Many charities have been formed and supported within the pool of the Arthur Rank Centre, including

  - The Rural Housing Trust,
  - The Farming Community Network (in partnership with the Agricultural Christian Fellowship),
  - The Rural Stress Information Network (now a part of FCN),
  - The National Churches Tourism Group,
  - The Addington Fund,
  - The Centre for Studies in Rural Ministry,
  - Eco-Congregation - now Eco-Church run by A Rocha,
  - Computers for Rural People, and
  - The National Care Farming Initiative later to become Care Farming UK and now Social Farms and Gardens (in association with Harper Adams University & The University of Essex)

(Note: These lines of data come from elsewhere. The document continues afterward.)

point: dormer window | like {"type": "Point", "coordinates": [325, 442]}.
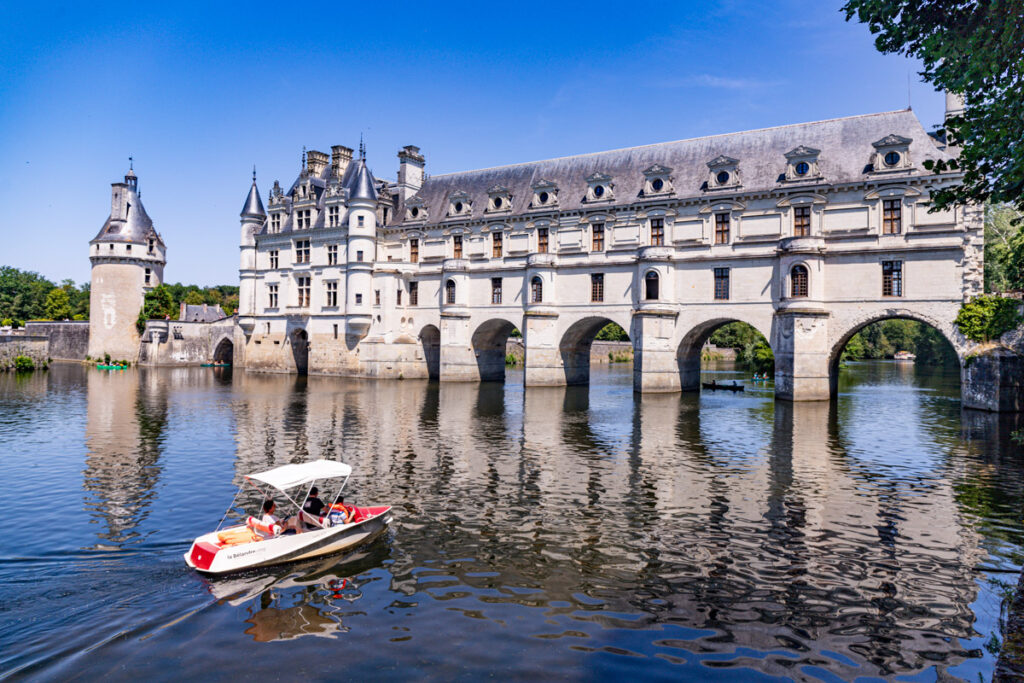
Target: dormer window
{"type": "Point", "coordinates": [599, 187]}
{"type": "Point", "coordinates": [657, 181]}
{"type": "Point", "coordinates": [892, 153]}
{"type": "Point", "coordinates": [460, 204]}
{"type": "Point", "coordinates": [802, 164]}
{"type": "Point", "coordinates": [499, 199]}
{"type": "Point", "coordinates": [545, 195]}
{"type": "Point", "coordinates": [724, 173]}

There have been various CEO's for the charity including Revd Dr Gordon Gatward (1999-2013) awarded an OBE for services to the Farming communities, and later a Lifetime Achievement award from Farmers Weekly, Jerry Marshall (2013-2018), Revd Claire Maxim (2018-2022) and presently Revd Matt Jeffrey (2022-).

For many years, the Anglican, Methodist and URC National Rural officers were based within the charity. Most recently, these posts ceased, aside from the Rural Mission and Ministry Officer for the Methodist Church.

Resources are produced regularly

For many years, the charity produced a paid for magazine known as Country Way. In 2023, this switched to an online offering known as Country Way news and can be received free of charge..

It is also a member of the Rural Coalition along with 13 other national charities and organisations.